Re: 8aeb879baf12 - significant system call latency regression, bisected

From: Calvin Owens

Date: Sat Jun 13 2026 - 22:11:24 EST


On Saturday 06/13 at 16:52 -0700, H. Peter Anvin wrote:
> On 2026-06-13 13:34, H. Peter Anvin wrote:
> > On 2026-06-13 01:59, Peter Zijlstra wrote:
> > > On Fri, Jun 12, 2026 at 06:45:06PM -0700, "H. Peter Anvin" (Intel) wrote:
> > > > So I was trying to figure out a significant -- about 13% -- increase
> > > > in system call latency between v7.0 and the current master, and it
> > > > bisects down to:
> > > >
> > > > 8aeb879baf12 x86/kvm/vmx: Fix x86_64 CFI build
> > > >
> > > > This is on Panther Lake (Core Ultra X7 358H) with FRED enabled. This
> > > > is a bare metal boot, no KVM.
> > > >
> > > > I'm personally extremely puzzled how this could possibly be related,
> > > > and I will be investigating the possibility that this is a false
> > > > bisect, but it is not a Heisenbug in any way; it has been extremely
> > > > reproducible, and the difference is statistically valid by close to 10
> > > > sigma. Futhermore, the bisection at least gave the appearance of
> > > > stability.
> > > >
> > > > Given how late in the cycle this is I wanted to send an alert sooner
> > > > rather than later; I will update as I get more data.
> > >
> > > Uhm, massive WTF indeed. I don't immediately see how this could possibly
> > > affect a FRED host either, except perhaps in code layout.
> > >
> > > I don't actually have a FRED capable machine, but have you tried running
> > > one of those top-down perf things on it, to see where its hurting?
> >
> > Not yet, but I'm investigating right now (I have some family obligations this weekend, so my duty cycle is somewhat limited.)
> >
> > I reverted the patch on top of rc7, and it did, in fact, fix the regression,
> > but I'm doing a clean from-scratch rebuild of both trees to make sure
> > there isn't anything in my test setup that could introduce any kind of
> > "memory" between builds...>
> Nope, even with the clean rebuild it is 100% reproducible. It is in fact
> worse than I originally stated: the average with 7.1rc7 is 478±6 cycles
> (with the top and bottom octiles removed as outlier protection); with 7.1rc7
> with the above patch reverted it is 397.5±0.4. - this is in fact a 20%
> increase in latency, not 13%...

It has to be the .text layout, doesn't it?

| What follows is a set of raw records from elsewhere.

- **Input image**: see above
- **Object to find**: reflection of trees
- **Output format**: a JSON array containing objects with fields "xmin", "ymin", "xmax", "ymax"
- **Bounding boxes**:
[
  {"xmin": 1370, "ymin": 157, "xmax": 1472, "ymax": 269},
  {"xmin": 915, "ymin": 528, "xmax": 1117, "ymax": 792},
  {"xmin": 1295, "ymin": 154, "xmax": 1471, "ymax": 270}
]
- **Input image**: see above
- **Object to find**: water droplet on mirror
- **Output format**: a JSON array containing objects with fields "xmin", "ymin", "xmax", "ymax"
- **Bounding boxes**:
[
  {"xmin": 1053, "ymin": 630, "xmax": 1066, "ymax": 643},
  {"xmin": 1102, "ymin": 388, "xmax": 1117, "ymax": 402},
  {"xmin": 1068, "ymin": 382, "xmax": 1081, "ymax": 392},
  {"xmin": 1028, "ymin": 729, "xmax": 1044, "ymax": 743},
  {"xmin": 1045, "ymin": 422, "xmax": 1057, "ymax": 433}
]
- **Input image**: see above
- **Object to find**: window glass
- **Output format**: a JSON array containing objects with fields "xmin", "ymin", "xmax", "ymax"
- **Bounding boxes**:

I notice we're splitting a cache line here now with the prefix symbol,
7.0-rc7 has:

ffffffff812175f0 <__pfx_x64_sys_call>:
ffffffff81217600 <x64_sys_call>:

If I revert 8aeb879baf12, I get:

ffffffff812175c0 <__pfx_x64_sys_call>:
ffffffff812175d0 <x64_sys_call>:

Could that be it?

Unfortunately I don't have any hardware new enough to poke at it myself.

Cheers,
Calvin